Step 3 — Configure advanced settings

In this step, you can configure the advanced settings, such as authentication and scan evaluation criteria:

• Authentication — Enable this toggle to select one or more predefined authentication hooks Traceable should use during testing. This ensures that Traceable can access secured endpoints during the scan. You can also create a new authentication hook according to your requirements. For more information, see Authentication.

• Select Specific Runners or Labels — Enable this toggle to select the runners Traceable should use for scan evaluation. You can select specific runners or a runner label from which Traceable should select a runner for scanning. If you do not enable this toggle, Traceable automatically selects a runner for you. For more information, see Runners.

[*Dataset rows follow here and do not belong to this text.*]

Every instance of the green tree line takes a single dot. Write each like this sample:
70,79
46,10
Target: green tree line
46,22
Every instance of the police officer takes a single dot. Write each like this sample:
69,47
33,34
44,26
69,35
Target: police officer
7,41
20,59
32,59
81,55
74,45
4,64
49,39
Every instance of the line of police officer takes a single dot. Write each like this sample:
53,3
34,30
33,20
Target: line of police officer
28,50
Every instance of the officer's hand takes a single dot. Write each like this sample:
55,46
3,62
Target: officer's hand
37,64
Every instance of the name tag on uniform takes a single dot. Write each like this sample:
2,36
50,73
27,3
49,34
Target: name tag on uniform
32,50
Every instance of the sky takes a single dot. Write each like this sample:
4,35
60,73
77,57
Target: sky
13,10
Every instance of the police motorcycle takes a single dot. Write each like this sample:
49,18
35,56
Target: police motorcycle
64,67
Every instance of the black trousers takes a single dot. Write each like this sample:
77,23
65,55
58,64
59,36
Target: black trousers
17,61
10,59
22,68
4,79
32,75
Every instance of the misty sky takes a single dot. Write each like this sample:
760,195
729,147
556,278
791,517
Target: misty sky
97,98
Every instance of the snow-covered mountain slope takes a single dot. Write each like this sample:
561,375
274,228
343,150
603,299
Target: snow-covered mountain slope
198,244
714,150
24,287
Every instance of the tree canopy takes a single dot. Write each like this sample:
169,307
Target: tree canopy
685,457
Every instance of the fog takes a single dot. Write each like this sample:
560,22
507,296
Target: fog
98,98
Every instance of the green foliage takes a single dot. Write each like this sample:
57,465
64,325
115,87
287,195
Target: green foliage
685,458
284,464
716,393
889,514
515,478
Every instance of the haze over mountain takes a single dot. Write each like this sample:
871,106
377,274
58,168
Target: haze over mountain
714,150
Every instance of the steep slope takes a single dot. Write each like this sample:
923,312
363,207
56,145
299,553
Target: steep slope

• Filter Traffic — Allow granular filtering of traffic to include endpoints that match specific conditions:

  • Location — Specify where Traceable should look for the attribute, for example, the Request Header.

  • Attribute Key — Define how Traceable should match the key and specify the name of the key to match.

  • Attribute Value — Define the value corresponding to the attribute key, for example, Matches Regex.

• URL Regex — Include or exclude endpoints based on regular expressions:

  • Include URL Regex — Specify a regular expression to include specific API endpoints in the scan, for example, .+ includes all URLs.

  • Exclude URL Regex — Specify a regular expression to exclude specific API endpoints in the scan, for example, .*(logout|health).* includes all health checks and logout paths.

• Scan Evaluation Criteria — Define the conditions based on which Traceable should evaluate the scan:

  • Matches All/Any — Define whether Traceable should execute an AND or an OR operation between the conditions.

  • API Endpoints (default)/Services — The scope of assets (all or new) within which the criteria should apply.

  • Vulnerability — The scope of vulnerabilities (any or new) corresponding to the above-selected assets. Based on your selection, Traceable looks for vulnerabilities in the above-selected assets.

  • Severity — The severity associated with the vulnerability, based on which Traceable should evaluate the criteria.

  • Operator — The operator for comparing the above-selected criteria and threshold.

  • Threshold — The number of vulnerabilities Traceable should look for, as part of the scan.

  • Vulnerability Age — The number of days (1-60) for which the vulnerability should be open, for the criteria to be successfully evaluated.

  You can click + Condition to add one or more conditions according to your requirements.

• Advanced Configuration — Allow granular filtering of traffic to include endpoints matching specific conditions:

  • Idle Timeout — Define how long Traceable should wait if no activity occurs.

  • Scan Timeout — Maximum duration for Traceable to complete the scan.

  • Delay Between Requests — Milliseconds that Traceable should wait between sending individual requests.

  • Test Execution Threads — The number of concurrent threads that Traceable should use for executing the scan.

• Integration — Integrate Snyk with the scan according to your requirements:

  • Snyk Organization — The Snyk organization you wish to include the scan results in.

  • Snyk Project — The Snyk project associated with the organization.

  For information on setting up the integration, see Snyk Integration.

Once you have configured the above settings, click Create.

Actionable AI insights

Each AI issue detected in a scan includes an AI-generated insight summary that explains why the issue occurred, how to fix it, and how to prevent it from recurring. These summaries distill complex findings into clear, developer-friendly recommendations for faster, more accurate remediation.

Issue findings and evidence

For each AI issue Traceable discovers, it displays evidence, including real prompt-response transcripts between the test agent and the LLM, showing exactly how the issue was triggered. The evidence is further mapped to OWASP LLM Top 10 categories and includes the trace visibility for better validation.

This information helps you and your security teams quickly understand what went wrong, replicate the condition, if needed, and work towards its remediation.